Be still and know
7:23 PMMy community just came back from a four-day Silent Retreat at a Jesuit retreat center in Morristown, NJ. We spent 40 hours of that time in silence, following guidelines laid out by St. Ignatious in his Spiritual Exercises.
Although I had been looking forward to this retreat for months (nothing is so precious to an introvert as some silent time!), when we arrived, I was not in the greatest of moods. Work at the shelter had seemed unusually stressful for the previous few weeks, and the last thing I wanted to do was get trapped inside my head with my thoughts.
Looking back, however, I'm pretty sure that this mood was all part of God's providential plan for me during this retreat. On the advice of the awesome spiritual director I was paired with, I tried to put down my expectations for the weekend and just relax and let God come to me. Which, of course, He did. I spent hours in the retreat center's tiny chapel, just sitting with Jesus in the Blessed Sacrament and being reminded yet again of how deeply and intimately God loves us.
Coming into the retreat as I did forced me to confront the darkness that is so often part of the spiritual life, those times when God seems far away from our struggles on earth. It forced me to lay down all of the pain and brokenness I had been carrying around with me from the shelter, to come before God and say, Lord, this is where I am, and I can't find You here.

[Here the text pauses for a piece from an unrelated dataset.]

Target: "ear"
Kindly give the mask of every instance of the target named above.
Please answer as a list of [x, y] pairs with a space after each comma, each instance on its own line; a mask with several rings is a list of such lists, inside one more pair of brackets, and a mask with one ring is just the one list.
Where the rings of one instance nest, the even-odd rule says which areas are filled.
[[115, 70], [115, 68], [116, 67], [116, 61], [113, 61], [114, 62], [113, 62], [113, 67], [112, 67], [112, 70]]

And the miracle is, God found me. I struggle so often to see God amidst the chaos of the shelter, where change is slow and hope often seems far away. Yet what this experience taught me is that if I simply ask God to reveal Himself, He will. Jesus reminds us that whatever we ask of God in prayer, He will give us - even if it is simply the gift of His Presence, which is sometimes what we need most.